Fisheries and Oceans Canada confirms two separate captures of live reed carp in the Grand River near Lake Erie in the Dunnville area of ​​Ontario. Fisheries and Oceans Canada and the Ontario Ministry of Natural Resources and Forestry are taking action. It is confirmed that the two specimens are sterile, which leads to the conclusion that they are probably fish having been the object of sowing.

The same year, the United States Geological Survey published a report demonstrating the presence of reed carp able to reproduce in the Sandusky River, in Ohio, which flows into Lake Erie.
Fisheries and Oceans Canada is undertaking work to assess the ecological risk posed by reed carp in the Great Lakes.
Researchers from Fisheries and Oceans Canada in Burlington are also beginning to develop and test new methods to control the movement of live fish using sound barriers and water pressure. Native fish with behavior similar to that of Asian carp are used in the trials.

In the United States, the Army Corps of Engineers is submitting a report to Congress outlining solutions to prevent the migration of Asian carps and other invasive species between the Great Lakes and Mississippi river basins. The Great Lakes and Mississippi River Interbasin Study (GLMRIS) report presents a wide range of options and technologies, as well as cost estimates. According to the report, any impact on Canada, even a relatively minor one, may require coordination with Canada.

Ontario is introducing the Invasive Species Act to support the early prevention, detection, response and eradication of invasive species in the province.
Quebec becomes a member of the Asian Carp Regional Coordinating Committee.

Fisheries and Oceans Canada completes construction of a new Asian carp laboratory at the Canada Center for Inland Waters in Burlington, Ontario. A second Fisheries and Oceans Canada laboratory, located in Winnipeg, is being upgraded to carry out environmental DNA testing.
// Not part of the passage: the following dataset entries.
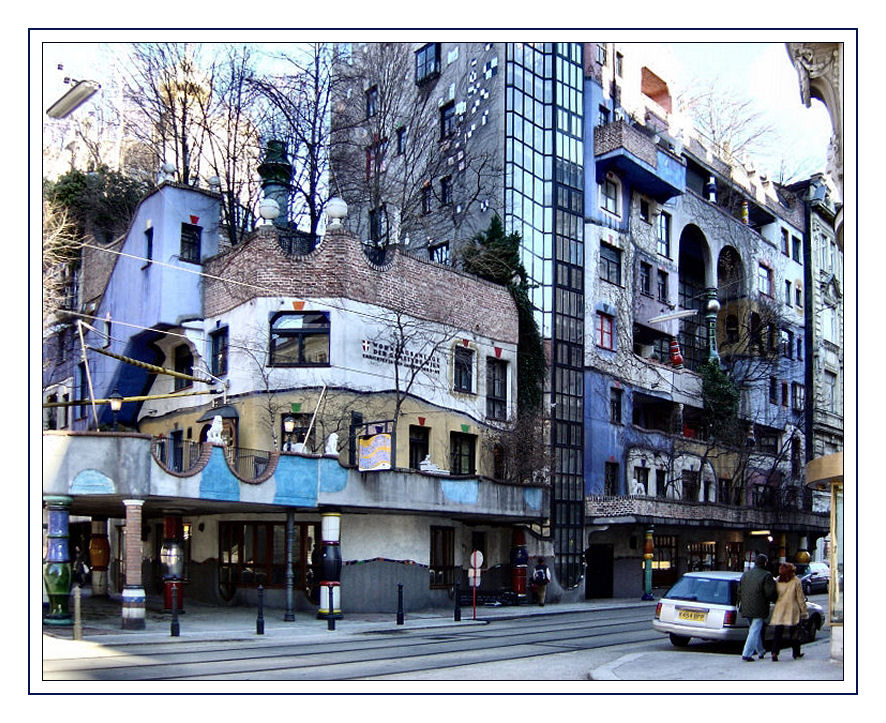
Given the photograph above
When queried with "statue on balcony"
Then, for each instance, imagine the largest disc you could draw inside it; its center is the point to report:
(215, 431)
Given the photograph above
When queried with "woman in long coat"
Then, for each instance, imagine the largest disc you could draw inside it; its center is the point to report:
(789, 609)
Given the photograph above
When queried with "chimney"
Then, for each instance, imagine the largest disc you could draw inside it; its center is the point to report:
(276, 176)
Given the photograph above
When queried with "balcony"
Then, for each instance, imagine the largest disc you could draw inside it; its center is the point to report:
(636, 156)
(652, 510)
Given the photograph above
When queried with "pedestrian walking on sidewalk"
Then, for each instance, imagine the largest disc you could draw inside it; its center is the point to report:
(540, 579)
(789, 610)
(756, 590)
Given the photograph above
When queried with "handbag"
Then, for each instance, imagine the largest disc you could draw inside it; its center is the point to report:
(802, 632)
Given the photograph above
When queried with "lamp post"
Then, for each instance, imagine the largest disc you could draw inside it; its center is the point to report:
(289, 428)
(116, 400)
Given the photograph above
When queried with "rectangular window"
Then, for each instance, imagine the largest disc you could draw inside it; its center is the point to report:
(798, 397)
(446, 191)
(496, 389)
(149, 245)
(661, 483)
(299, 339)
(439, 253)
(190, 243)
(641, 478)
(664, 234)
(219, 362)
(615, 405)
(604, 331)
(372, 101)
(184, 364)
(829, 391)
(442, 557)
(662, 286)
(427, 62)
(609, 196)
(690, 485)
(462, 453)
(610, 263)
(254, 553)
(378, 225)
(427, 195)
(764, 280)
(610, 479)
(464, 369)
(419, 445)
(447, 121)
(645, 279)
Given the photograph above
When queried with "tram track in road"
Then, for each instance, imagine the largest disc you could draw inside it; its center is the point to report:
(365, 656)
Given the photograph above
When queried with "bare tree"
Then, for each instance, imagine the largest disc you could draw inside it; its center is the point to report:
(197, 111)
(401, 156)
(734, 123)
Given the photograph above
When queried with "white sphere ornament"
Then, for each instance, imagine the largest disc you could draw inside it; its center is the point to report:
(269, 209)
(336, 210)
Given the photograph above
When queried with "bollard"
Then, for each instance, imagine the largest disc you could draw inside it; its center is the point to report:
(174, 627)
(260, 620)
(78, 623)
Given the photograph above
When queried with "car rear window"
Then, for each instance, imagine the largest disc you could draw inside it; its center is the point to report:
(705, 589)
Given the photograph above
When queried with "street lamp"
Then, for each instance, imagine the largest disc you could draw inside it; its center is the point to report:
(80, 92)
(289, 428)
(116, 400)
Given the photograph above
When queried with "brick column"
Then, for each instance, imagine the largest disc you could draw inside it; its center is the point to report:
(133, 592)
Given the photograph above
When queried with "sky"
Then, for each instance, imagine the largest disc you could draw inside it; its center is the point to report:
(759, 71)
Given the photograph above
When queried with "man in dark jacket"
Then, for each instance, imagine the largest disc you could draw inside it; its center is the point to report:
(755, 591)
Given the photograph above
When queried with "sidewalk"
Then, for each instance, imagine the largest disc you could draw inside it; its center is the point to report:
(203, 623)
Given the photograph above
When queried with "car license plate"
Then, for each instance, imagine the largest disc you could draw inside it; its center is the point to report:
(694, 616)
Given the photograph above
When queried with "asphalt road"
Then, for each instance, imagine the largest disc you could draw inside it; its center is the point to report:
(556, 646)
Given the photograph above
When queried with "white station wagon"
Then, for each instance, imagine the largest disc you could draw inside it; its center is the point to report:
(705, 605)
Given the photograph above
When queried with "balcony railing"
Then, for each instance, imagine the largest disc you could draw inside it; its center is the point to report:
(656, 508)
(176, 455)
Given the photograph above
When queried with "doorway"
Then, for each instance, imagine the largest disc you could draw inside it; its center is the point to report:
(599, 572)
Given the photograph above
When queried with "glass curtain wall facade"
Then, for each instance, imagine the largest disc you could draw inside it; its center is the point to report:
(544, 203)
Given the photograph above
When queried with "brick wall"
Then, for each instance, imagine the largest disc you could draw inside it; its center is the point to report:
(338, 268)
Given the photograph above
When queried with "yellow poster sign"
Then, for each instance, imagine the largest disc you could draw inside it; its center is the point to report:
(375, 453)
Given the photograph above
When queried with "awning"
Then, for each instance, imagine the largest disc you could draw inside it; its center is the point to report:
(225, 412)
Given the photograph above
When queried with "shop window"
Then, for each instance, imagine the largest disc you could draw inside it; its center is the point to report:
(299, 339)
(254, 553)
(419, 445)
(442, 557)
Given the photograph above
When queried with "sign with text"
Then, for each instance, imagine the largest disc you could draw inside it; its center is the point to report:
(375, 453)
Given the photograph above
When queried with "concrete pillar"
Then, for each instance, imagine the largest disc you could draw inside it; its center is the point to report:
(57, 573)
(133, 592)
(330, 567)
(99, 555)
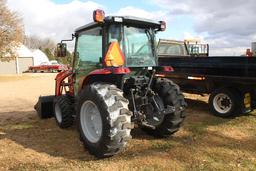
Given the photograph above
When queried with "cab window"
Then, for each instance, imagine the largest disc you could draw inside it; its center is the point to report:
(89, 47)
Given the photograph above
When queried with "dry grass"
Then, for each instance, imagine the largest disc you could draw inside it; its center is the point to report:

Although the population of bighead carp in the Mississippi River basin is increasing rapidly in terms of size and range, its rate of expansion is not well understood. In 2006, a study was carried out in the La Grange passage of the Illinois river, where the presence of populations of bighead carp has been documented since 1993. In this study, radio telemetry was used to track the movements of bighead carp in the river. Radio transmitters were surgically implanted in several adult fish in June 2003 and from May to July 2004.

The average movement rate of adult bighead carp was found to be high, more than 1.7 km per day; one of the individuals traveled 163 km in 5 weeks. This shows that the distribution of adult bighead carp can increase rapidly, especially in spring and summer. Downstream travel rates were found to be higher (0.5 km per day) than upstream travel rates. Since no difference was noted between the upstream and downstream movement rates at high river flow and at low river flow, the authors attribute the difference to the fact that the carp swims faster when it follows the flow.